What does explain the outrage is the identities of the judges who have made the decisions. Most of the ire has not been directed at the reasoning of the Court, but instead at two judges in particular – Chief Justice Roberts and Justice Gorsuch. Both of these judges are Republican appointees, with Roberts made Chief under Bush in 2005, and Gorsuch elevated (amidst much controversy) by Trump in 2017. Rather than expecting them to act like judges, deciding each case on its merits, the expectation was that they would form part of a unanimous conservative bloc, consistently ruling in favour of conservative interests, whether on immigration, gay rights or gun ownership.

This expectation comes from the fact that the judicial appointments system in America is heavily politicised. The power of the Supreme Court over the US Constitution means that both parties, Republican and Democracy, are hugely invested in ensuring that they have a majority of appointed justices on the bench, and that those justices rule consistently with the ideology of their party once they are there. The Republicans currently hold the balance of power, but if the Democrats held a majority and a Democrat-appointed justice ruled against a Democratic interest, they would also be subject to trenchant criticism for ‘betraying’ their party.

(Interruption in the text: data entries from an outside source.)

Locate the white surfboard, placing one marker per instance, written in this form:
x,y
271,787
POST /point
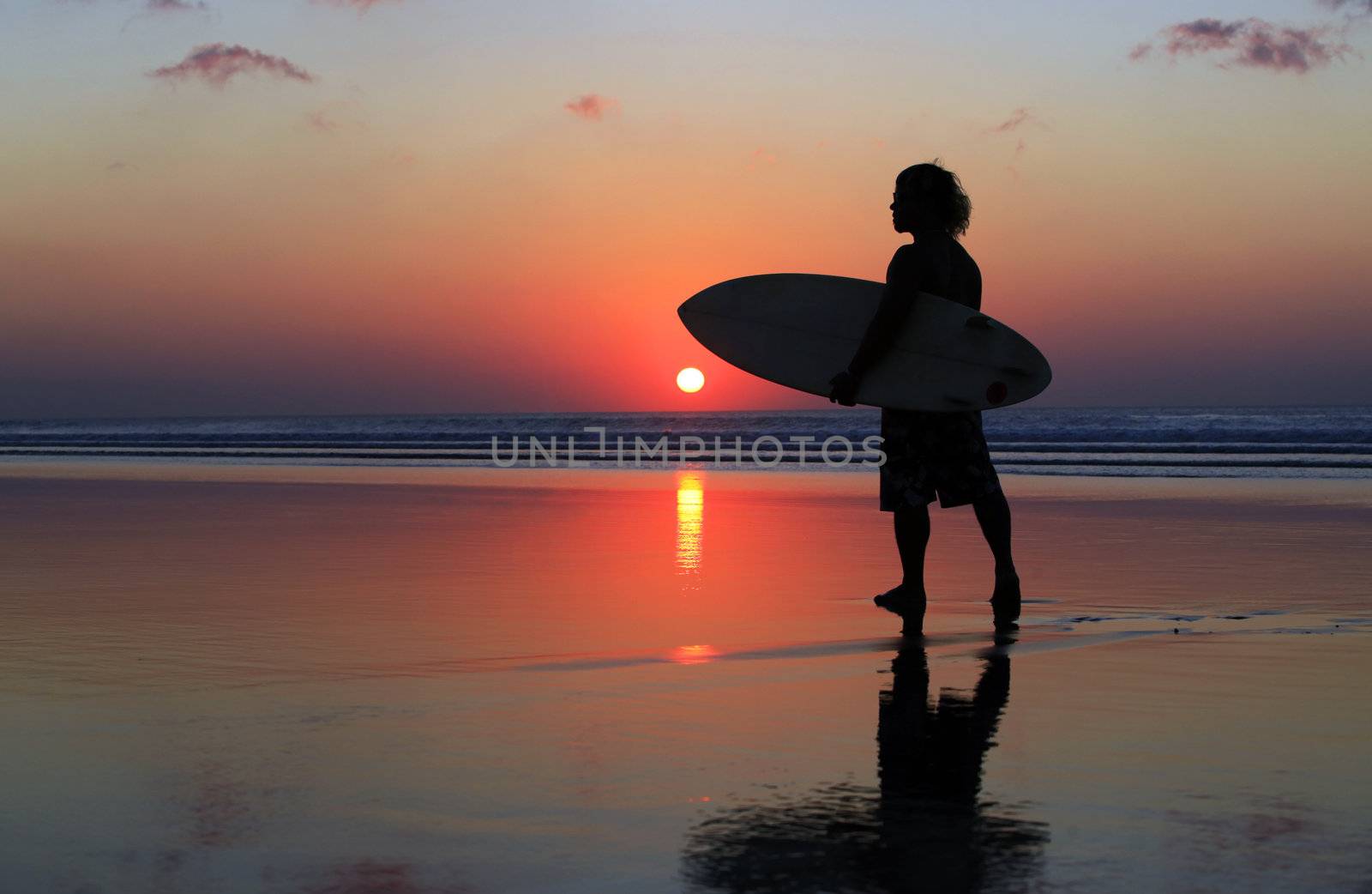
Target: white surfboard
x,y
800,329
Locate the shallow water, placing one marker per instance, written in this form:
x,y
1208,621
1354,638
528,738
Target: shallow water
x,y
615,681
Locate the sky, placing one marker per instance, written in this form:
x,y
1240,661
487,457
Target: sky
x,y
294,206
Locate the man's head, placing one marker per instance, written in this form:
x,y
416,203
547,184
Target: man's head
x,y
930,196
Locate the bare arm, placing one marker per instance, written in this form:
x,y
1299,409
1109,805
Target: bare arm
x,y
896,299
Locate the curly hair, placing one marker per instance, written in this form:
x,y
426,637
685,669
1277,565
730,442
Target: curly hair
x,y
940,190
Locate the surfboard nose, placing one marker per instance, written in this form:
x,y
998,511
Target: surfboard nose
x,y
706,301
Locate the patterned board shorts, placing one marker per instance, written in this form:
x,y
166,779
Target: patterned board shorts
x,y
930,456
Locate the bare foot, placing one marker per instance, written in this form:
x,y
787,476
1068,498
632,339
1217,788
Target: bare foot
x,y
909,603
1005,601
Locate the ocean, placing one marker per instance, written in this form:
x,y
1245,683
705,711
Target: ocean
x,y
1216,441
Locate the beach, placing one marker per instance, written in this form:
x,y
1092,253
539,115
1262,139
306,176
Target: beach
x,y
350,679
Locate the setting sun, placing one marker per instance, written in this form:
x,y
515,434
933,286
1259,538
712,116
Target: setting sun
x,y
690,379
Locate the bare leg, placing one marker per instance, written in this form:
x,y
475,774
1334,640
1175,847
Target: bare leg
x,y
994,516
907,599
912,540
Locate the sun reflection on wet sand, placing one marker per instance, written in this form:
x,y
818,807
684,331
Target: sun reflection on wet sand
x,y
690,507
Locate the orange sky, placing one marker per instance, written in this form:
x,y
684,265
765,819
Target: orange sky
x,y
423,213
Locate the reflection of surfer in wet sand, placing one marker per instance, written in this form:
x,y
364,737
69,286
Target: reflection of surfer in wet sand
x,y
925,827
932,455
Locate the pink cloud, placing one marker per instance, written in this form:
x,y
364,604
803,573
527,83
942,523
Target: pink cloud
x,y
1017,117
217,63
1358,7
176,6
1252,43
361,6
592,106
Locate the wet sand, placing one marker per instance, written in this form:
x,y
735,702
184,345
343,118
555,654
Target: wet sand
x,y
345,680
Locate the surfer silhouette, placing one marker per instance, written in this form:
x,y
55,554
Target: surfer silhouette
x,y
923,827
932,455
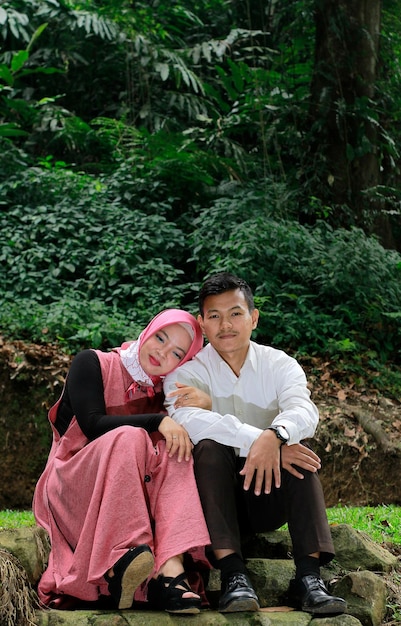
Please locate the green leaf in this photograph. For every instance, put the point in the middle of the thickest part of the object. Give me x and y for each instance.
(18, 60)
(6, 75)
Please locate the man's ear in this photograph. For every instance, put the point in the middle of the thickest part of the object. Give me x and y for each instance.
(255, 318)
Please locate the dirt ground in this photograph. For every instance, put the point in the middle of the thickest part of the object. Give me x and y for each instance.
(358, 438)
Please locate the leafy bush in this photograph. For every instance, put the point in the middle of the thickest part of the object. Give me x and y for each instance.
(70, 234)
(321, 290)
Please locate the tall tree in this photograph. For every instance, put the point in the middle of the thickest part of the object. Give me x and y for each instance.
(342, 96)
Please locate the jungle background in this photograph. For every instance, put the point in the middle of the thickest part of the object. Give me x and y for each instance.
(145, 145)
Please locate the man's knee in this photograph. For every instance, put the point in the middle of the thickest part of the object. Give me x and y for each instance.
(212, 456)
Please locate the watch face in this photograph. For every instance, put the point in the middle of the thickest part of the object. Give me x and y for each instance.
(282, 433)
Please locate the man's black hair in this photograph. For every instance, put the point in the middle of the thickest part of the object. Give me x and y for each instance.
(222, 282)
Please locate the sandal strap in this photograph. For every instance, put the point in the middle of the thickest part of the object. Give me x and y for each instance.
(178, 580)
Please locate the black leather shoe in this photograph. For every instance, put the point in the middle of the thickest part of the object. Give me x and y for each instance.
(128, 573)
(238, 595)
(310, 595)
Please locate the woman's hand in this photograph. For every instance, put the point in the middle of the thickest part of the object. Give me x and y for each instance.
(190, 396)
(177, 439)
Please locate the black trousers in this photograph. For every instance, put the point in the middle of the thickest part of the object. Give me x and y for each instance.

Such a politicised judiciary is deeply damaging to a democracy. Criticism of the courts is a necessary feature of liberal democracies, but the criticism should be focused on the nature of the judgment, not on the politics of the judge. The measured response of the DWP to the decision of the Court of Appeal is how governments should respond to a judgment, and people should not be anticipating outcomes on the basis of a judge’s politics. Instead, there should only be the expectation that a judge will rule fairly, impartially and coherently on the merits of the case, not the identities of the parties before them.

In the aftermath of the two Miller decisions, and then of the Court of Appeal’s decision on the third runway at Heathrow, there was discussion in some quarters of government that judges should be politically accountable, possibly through being appointed through parliament. As was written at the time, this would be a hugely damaging move, politicising the judiciary and so bringing their legitimacy and independent into question. For the moment, the government has been distracted by the twin behemoths of Covid-19 and Brexit, but the proposals to eliminate jury trials for some offences show that reform of the courts is not far from ministers’ minds.

Moving towards judge only (or judge plus magistrate trials) would be a revolutionary shift, abandoning a system of justice that has formed the backbone of English criminal law for centuries. Regardless of the jury system’s merits, its reform should be carefully considered, rather than done off the cuff in the middle of the the greatest public health crisis for a hundred years. For those sceptical of whether the government really would be willing to truly politicise the judiciary, if they are willing to bulldoze the right to a jury trial, it is doubtful that introducing a more political judicial appointments system would be beyond the pale.

If any Conservative ministers are tempted by the thought of politically approved judges, they would do well to look across the Atlantic, and think again about whether we really want to import an Americanised judiciary, alongside their chlorinated chicken.